South Africa has announced that Kiswahili will be introduced as an optional language in schools by 2020.
The move was welcomed by many who want to see the language, known in English simply as Swahili, become the first African language spoken across the continent.
Economic Freedom Fighters (EFF) party leader Julius Malema says Swahili, which is spoken by more than a hundred million people across East and Central Africa, provides Africa with a chance to free itself from colonial shackles.
“We must have a language that unites Africans. If Kiswahili can be developed and become a continental language, and then we do away with speaking to each other in English,” he said.
English is unlikely to lose its status as one of the most widely spoken tongues in Africa, where more than 23 countries recognize it as an official language.
By comparison, Swahili is an official or national language in five of Africa’s 54 countries — the Democratic Republic of Congo, Kenya, Rwanda, Tanzania and Uganda.

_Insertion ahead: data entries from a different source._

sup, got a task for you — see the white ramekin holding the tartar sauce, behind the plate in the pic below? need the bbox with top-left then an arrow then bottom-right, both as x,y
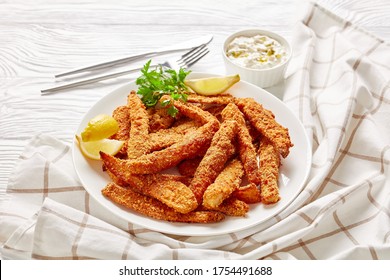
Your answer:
222,29 -> 292,88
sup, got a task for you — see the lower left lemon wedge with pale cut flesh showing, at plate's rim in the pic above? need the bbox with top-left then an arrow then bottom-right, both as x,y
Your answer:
76,135 -> 125,160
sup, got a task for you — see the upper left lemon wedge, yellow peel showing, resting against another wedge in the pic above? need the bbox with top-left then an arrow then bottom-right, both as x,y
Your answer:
81,114 -> 119,142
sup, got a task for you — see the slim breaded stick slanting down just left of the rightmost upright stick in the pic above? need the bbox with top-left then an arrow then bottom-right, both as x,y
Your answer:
222,103 -> 260,185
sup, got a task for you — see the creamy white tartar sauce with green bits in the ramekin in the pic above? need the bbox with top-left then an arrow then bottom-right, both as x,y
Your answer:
226,35 -> 287,69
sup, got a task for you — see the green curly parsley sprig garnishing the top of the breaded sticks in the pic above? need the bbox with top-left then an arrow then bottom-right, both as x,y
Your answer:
136,60 -> 190,117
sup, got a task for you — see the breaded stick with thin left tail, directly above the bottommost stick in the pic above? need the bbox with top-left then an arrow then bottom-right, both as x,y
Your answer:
103,152 -> 198,213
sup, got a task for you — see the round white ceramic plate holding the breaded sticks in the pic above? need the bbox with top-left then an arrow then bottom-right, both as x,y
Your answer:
73,73 -> 311,236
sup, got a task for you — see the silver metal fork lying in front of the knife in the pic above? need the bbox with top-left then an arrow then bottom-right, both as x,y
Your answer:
41,44 -> 209,95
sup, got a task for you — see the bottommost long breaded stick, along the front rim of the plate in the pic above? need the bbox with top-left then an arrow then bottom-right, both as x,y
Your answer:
102,183 -> 224,223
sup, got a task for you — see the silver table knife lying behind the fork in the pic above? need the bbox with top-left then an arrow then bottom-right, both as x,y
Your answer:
54,34 -> 213,78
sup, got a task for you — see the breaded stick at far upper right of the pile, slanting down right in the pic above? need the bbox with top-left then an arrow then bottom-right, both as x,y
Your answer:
234,98 -> 293,158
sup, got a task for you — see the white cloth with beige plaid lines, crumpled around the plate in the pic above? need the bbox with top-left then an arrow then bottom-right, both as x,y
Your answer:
0,4 -> 390,260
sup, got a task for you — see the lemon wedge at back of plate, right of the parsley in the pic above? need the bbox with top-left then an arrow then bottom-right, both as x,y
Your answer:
184,74 -> 240,95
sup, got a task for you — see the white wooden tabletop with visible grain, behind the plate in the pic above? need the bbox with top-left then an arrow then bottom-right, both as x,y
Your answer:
0,0 -> 390,190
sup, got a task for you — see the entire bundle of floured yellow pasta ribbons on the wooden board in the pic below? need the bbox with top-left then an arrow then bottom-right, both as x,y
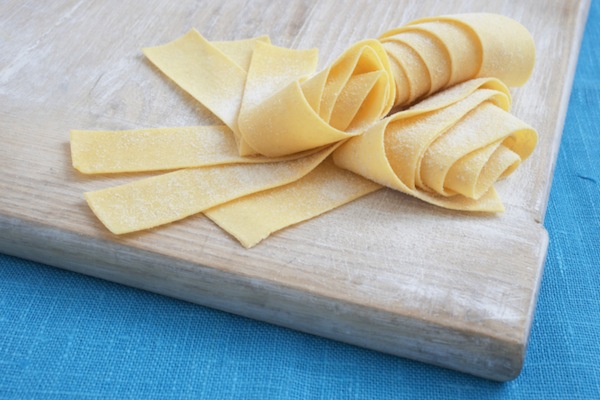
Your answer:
71,14 -> 537,247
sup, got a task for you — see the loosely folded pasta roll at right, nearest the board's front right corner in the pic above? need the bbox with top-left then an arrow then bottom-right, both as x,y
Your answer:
334,78 -> 537,212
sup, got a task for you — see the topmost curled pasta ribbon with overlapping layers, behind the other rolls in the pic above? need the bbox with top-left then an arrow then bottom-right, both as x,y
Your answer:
379,13 -> 535,107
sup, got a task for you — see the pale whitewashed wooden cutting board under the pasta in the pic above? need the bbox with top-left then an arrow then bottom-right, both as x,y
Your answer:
0,0 -> 589,381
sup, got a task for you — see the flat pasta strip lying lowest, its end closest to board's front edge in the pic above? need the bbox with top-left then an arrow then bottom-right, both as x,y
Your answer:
204,158 -> 381,248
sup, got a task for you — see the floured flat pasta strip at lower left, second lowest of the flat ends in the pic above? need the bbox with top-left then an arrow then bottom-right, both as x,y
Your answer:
85,147 -> 334,234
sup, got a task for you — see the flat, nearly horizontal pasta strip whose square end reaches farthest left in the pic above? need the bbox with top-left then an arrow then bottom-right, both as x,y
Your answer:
71,125 -> 319,174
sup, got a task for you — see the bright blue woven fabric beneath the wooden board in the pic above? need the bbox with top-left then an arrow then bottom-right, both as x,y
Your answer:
0,2 -> 600,399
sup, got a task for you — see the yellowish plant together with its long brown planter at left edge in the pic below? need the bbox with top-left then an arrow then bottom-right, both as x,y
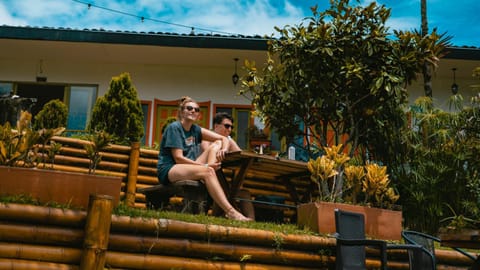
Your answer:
0,112 -> 122,208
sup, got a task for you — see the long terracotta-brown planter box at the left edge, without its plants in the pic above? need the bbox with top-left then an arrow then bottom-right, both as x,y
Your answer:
0,167 -> 122,209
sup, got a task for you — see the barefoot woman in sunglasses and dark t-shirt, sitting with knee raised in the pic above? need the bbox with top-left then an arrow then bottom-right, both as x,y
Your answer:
157,97 -> 251,221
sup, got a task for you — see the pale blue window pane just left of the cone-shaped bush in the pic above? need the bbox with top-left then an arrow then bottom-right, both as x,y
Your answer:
67,86 -> 97,130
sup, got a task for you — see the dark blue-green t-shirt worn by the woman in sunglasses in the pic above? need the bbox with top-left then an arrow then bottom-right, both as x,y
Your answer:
157,121 -> 202,184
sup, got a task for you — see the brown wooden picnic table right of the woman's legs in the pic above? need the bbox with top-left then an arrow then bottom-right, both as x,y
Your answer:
218,151 -> 316,205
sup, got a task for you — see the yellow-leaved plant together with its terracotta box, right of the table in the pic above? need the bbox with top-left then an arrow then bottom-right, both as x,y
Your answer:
297,144 -> 402,240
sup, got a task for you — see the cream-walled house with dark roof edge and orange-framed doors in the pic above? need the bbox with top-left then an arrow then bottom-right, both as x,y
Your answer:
0,25 -> 480,148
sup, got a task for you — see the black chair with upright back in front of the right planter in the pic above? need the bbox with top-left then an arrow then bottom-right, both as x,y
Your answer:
335,209 -> 423,270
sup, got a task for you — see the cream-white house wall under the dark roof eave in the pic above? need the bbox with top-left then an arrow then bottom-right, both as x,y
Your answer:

But unlike English, Swahili could provide a more native connection between African people.
“It’s a Bantu language for Africa and Bantu is everywhere,” said Isa Kenya, a Kenyan national living in Johannesburg. “Even in South Africa, Zulus they speak all the same as the Kiswahili and it will be easiest for Africa people to communicate when the African Union opens the border.”
Swahili has for centuries been the language of commerce in East Africa, becoming a second language to tens of millions across trading routes.
Sipho Mutema, principal of the Christians’ Institute of Learning in Johannesburg, believes the language can help unify the continent.
“Learning about the depth and wideness of one’s language, it is a way of finding one’s identity. I think it will bring togetherness, something that I will call Africanness,” he said.
Others argue that on a continent with 1.2 billion people and more than 2,000 languages, Kiswahili has more than a few hurdles to leap before becoming Africa’s common language.